NYT: A Controlled Fermentation for Culinary Ideas

The New York Times has published a celebration of food in Portland.

In the last decade, Portland has undergone a controlled fermentation for culinary ideas — combining young chefs in a hard climate with few rules, no European tradition to answer to, and relatively low economic pressure — and has become one of the best places to eat in the Northeast. The most interesting chefs here cook up and down the spectrum, from Erik Desjarlais’s classically pressed roast ducks at Evangeline, to the renegade baker Stephen Lanzalotta’s gorgeously caramelized sfogliatelle (sold out of the back of Micucci Grocery, an Italian-imports shop), to Mr. Potocki’s simple but brilliant chili-garlic cream cheese and handmade bagels.

John Myers, Bartender

Down East has published an extended profile of John Myers, the Dean of Portland bartenders and an acknowledged expert in classic cocktails.

Myers is large and a bit shambling, and has something almost architectural occurring as regards to facial hair. One would be forgiven for thinking him the offspring of Grendel’s mother and Wyatt Earp. (In describing his appearance on stage last year during a national cocktail competition against well-groomed twentysomething bartenders, the Wall Street Journal’s Eric Felten wrote that Myers cultivated “a dour glower in keeping with his Wild Bill Hickok whiskers and locks. His demeanor also appeared to reflect some culture-clash discomfort, the awkwardness Leon Redbone might feel sharing the stage with Moby.”)

Farm-to-Table List

Travel and Leisure has included Cinque Terre on their list of Great Farm-to-Table restaurants.

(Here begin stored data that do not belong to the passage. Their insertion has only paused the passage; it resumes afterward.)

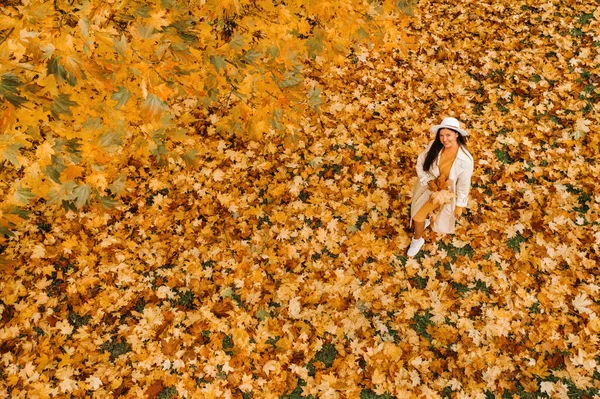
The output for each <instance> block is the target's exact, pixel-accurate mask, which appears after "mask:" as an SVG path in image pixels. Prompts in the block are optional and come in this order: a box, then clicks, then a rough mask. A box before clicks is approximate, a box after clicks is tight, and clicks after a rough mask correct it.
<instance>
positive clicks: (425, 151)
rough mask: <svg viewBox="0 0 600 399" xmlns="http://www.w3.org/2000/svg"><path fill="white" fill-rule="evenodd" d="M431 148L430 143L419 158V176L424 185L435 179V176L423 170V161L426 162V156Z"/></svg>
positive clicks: (421, 153)
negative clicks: (433, 175)
mask: <svg viewBox="0 0 600 399" xmlns="http://www.w3.org/2000/svg"><path fill="white" fill-rule="evenodd" d="M429 148H431V144H429V145H428V146H427V148H425V151H423V152H422V153H421V154H420V155H419V157H418V158H417V177H418V178H419V182H420V183H421V186H423V187H425V186H426V185H427V183H429V182H430V181H431V180H433V179H435V176H433V175H432V174H431V173H429V172H426V171H425V170H423V163H424V162H425V157H426V156H427V151H429Z"/></svg>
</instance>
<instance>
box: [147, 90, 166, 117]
mask: <svg viewBox="0 0 600 399" xmlns="http://www.w3.org/2000/svg"><path fill="white" fill-rule="evenodd" d="M142 107H144V108H145V109H147V110H148V111H149V112H150V113H151V114H152V115H158V114H159V113H160V112H162V111H164V110H166V109H167V104H165V103H164V102H162V100H161V99H160V98H158V97H156V96H155V95H153V94H148V96H147V97H146V99H145V100H144V101H143V102H142Z"/></svg>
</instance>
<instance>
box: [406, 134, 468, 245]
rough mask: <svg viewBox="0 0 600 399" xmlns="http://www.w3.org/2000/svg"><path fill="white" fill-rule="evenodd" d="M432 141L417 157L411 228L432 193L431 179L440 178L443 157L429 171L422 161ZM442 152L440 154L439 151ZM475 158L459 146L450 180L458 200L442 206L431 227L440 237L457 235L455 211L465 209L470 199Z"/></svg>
mask: <svg viewBox="0 0 600 399" xmlns="http://www.w3.org/2000/svg"><path fill="white" fill-rule="evenodd" d="M432 144H433V142H431V143H429V145H428V146H427V148H425V151H423V152H422V153H421V154H420V155H419V157H418V158H417V179H416V181H415V184H414V186H413V191H412V204H411V208H410V223H411V225H412V218H413V217H414V216H415V215H416V214H417V212H418V211H419V209H421V207H422V206H423V205H425V203H426V202H427V200H429V197H430V196H431V190H429V187H428V186H427V183H429V182H430V181H431V180H435V179H437V178H438V177H439V175H440V170H439V169H438V164H439V161H440V155H438V158H437V160H436V161H435V162H434V163H433V164H432V165H431V167H430V168H429V171H427V172H426V171H424V170H423V162H424V161H425V157H426V156H427V151H429V148H431V145H432ZM440 153H441V151H440ZM473 165H474V162H473V156H472V155H471V153H470V152H469V151H468V150H467V149H466V148H465V147H463V146H460V148H459V149H458V153H457V154H456V159H455V160H454V163H453V164H452V168H450V175H449V177H448V179H449V180H450V181H451V182H452V187H451V188H452V191H453V192H454V193H455V194H456V195H455V198H454V199H452V201H451V202H449V203H448V204H445V205H442V208H441V210H440V212H439V215H438V217H437V218H436V220H435V222H434V223H433V225H432V229H433V231H435V232H437V233H441V234H452V233H454V225H455V222H456V220H455V219H456V218H455V216H454V210H455V208H456V207H457V206H462V207H466V206H467V202H468V199H469V191H470V189H471V176H472V175H473Z"/></svg>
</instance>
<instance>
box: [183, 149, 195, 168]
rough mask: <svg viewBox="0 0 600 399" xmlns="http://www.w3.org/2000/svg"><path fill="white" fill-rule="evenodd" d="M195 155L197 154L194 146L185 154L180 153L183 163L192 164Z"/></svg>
mask: <svg viewBox="0 0 600 399" xmlns="http://www.w3.org/2000/svg"><path fill="white" fill-rule="evenodd" d="M196 156H198V150H197V149H195V148H191V149H189V150H188V151H187V152H186V153H185V154H182V155H181V158H183V160H184V161H185V163H187V164H188V165H192V164H193V163H194V160H195V159H196Z"/></svg>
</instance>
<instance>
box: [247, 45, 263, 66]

When chef Lee Skawinski travels around Italy each year, he′s not just sourcing recipes. Strains of beans, squash, and lettuce from the area wind up on a five-acre farm in Greene, Maine, then at his Italian restaurant 45 miles from there, in downtown Portland—proving that farm-to-table cooking can have geographic underpinnings an ocean away.

Calendar Island Lobster Co.

MPBN had a report yesterday on the Calendar Island Lobster Company. The new company will be selling their lobsters with numbered claw bands that you can look up online to learn about the lobsterman who caught it.

Jordan says retail lobsters will be hand-selected for quality, and wear bands bearing a number code representing the fisherman who caught the crustacean. “So that if somebody in Dallas buys these lobsters, or somebody in Denver, they can type in the number code and go on to our Web site, so they can read about the lobsterman that actually caught their lobsters, learn a little about their lives and more about their product and everything and really know right where their lobster came from,” Jordan says.